I can only hope that you are just tired. See my above post.


----------



## SBE II (Jan 13, 2009)

field-n-feathers said:


> I'll slow it down for YOU.
> 
> I didn't introduce the Bay into this.
> 
> ...


Now thats good stuff right there....

I mean because a 3 hour difference in Michigan can't be much of a difference in weather can it? :gaga:


----------



## blklab (Jan 5, 2011)

75 day four bird limit sure will save a ton of buffies and squaw the sea duck hunters will love that


----------



## SBE II (Jan 13, 2009)

FNF check out Maryland..>How do they do it?

Regular Duck Season Oct. 13 - Oct. 20 
Nov. 10 - Nov. 23 
Dec. 11 - Jan. 26


----------



## LoBrass (Oct 16, 2007)

They "do it" because they have their entire state as a single zone. Therefore, they may have 2 splits.

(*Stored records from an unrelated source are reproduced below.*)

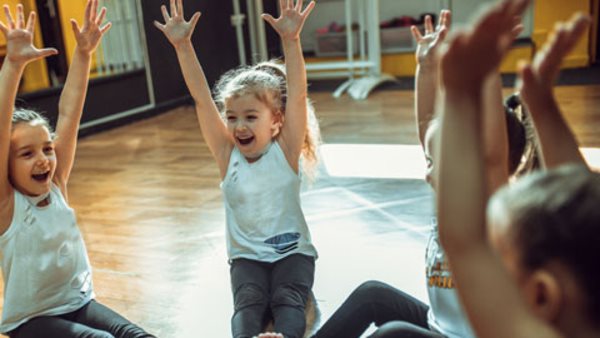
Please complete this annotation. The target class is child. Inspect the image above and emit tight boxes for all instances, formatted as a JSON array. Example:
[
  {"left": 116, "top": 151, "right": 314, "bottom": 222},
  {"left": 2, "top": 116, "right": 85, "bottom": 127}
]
[
  {"left": 155, "top": 0, "right": 317, "bottom": 338},
  {"left": 314, "top": 10, "right": 527, "bottom": 338},
  {"left": 438, "top": 0, "right": 600, "bottom": 338},
  {"left": 0, "top": 0, "right": 157, "bottom": 338}
]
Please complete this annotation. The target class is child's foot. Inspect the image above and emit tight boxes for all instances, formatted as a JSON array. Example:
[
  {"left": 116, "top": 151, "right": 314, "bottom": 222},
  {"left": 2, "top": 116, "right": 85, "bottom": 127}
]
[{"left": 255, "top": 332, "right": 284, "bottom": 338}]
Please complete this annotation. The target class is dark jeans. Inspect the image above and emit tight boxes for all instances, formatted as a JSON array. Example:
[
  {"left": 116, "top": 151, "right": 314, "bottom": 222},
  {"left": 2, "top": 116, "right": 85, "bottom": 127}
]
[
  {"left": 231, "top": 254, "right": 315, "bottom": 338},
  {"left": 8, "top": 300, "right": 155, "bottom": 338},
  {"left": 313, "top": 281, "right": 443, "bottom": 338}
]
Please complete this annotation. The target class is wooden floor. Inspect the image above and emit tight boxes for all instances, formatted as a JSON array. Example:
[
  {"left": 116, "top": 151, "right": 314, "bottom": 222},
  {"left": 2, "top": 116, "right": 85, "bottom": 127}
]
[{"left": 1, "top": 86, "right": 600, "bottom": 338}]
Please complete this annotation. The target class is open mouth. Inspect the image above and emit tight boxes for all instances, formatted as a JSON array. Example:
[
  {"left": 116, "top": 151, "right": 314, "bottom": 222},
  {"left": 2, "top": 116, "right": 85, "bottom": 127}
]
[
  {"left": 31, "top": 171, "right": 50, "bottom": 182},
  {"left": 236, "top": 136, "right": 254, "bottom": 146}
]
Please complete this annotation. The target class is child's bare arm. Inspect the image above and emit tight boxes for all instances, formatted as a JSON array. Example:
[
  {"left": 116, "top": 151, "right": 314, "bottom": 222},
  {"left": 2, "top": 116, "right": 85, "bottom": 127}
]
[
  {"left": 411, "top": 10, "right": 451, "bottom": 147},
  {"left": 54, "top": 0, "right": 111, "bottom": 198},
  {"left": 520, "top": 14, "right": 590, "bottom": 168},
  {"left": 0, "top": 4, "right": 57, "bottom": 203},
  {"left": 437, "top": 0, "right": 558, "bottom": 338},
  {"left": 263, "top": 0, "right": 315, "bottom": 172},
  {"left": 154, "top": 0, "right": 233, "bottom": 177}
]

The Federal Frameworks spell out all the details by flyway and by state depending on a number of variables.

Pretty confusing stuff.

In addition, they can hunt seaducks from Oct. 1-Jan. 31. Here again, the reason we should hound the Feds about other options for our state which is the most diverse of waterfowling states in the union. We have seaducks, right?


----------



## Dahmer (Jan 22, 2007)

Holly crap what a pissing match. I tend to agree with the SW guys there needs to be a change in season dates. This is coming from a Saginaw Bay Hunter. GMA's are a usefull tool and alot of people use them, but I dont think they should be the deciding factor on how seasons are set in zone 3. This is the impression I get from the CWAC. We need to be gathering data outside of these GMA's also. I think the DNRs data is skewed when it comes to participation and duck harvest in November at the GMA's. Specially Fish Point. These birds have been pounded on for weeks making them hard to hunt in the GMA. You venture out a few miles and its a whole different story. When Fish Point is sucking *$$ we are pounding them on the open water or in the fields. I always like the agruement about these areas freezing up in late Nov. And the loss of days if we hunt into Dec. There are alot of other areas to hunt when these areas freeze up. These organizations that support the GMAs represent a small fraction of the states waterfowlers. What I would like to see is a mandatory survey that is done when your waterfowl license is purchased. You get to pick one zone, the zone you hunt the most and you are given several season dates for that zone to pick from. To me this is the only true way to get what the people want. If the majority comes back that people hunting in that zone want a early opener I think the SW guys would buy into the dates. Before all you GMA guys start jumping on me I buy my annual use permit every year and havent hunted at any of the GMA's in 5 years.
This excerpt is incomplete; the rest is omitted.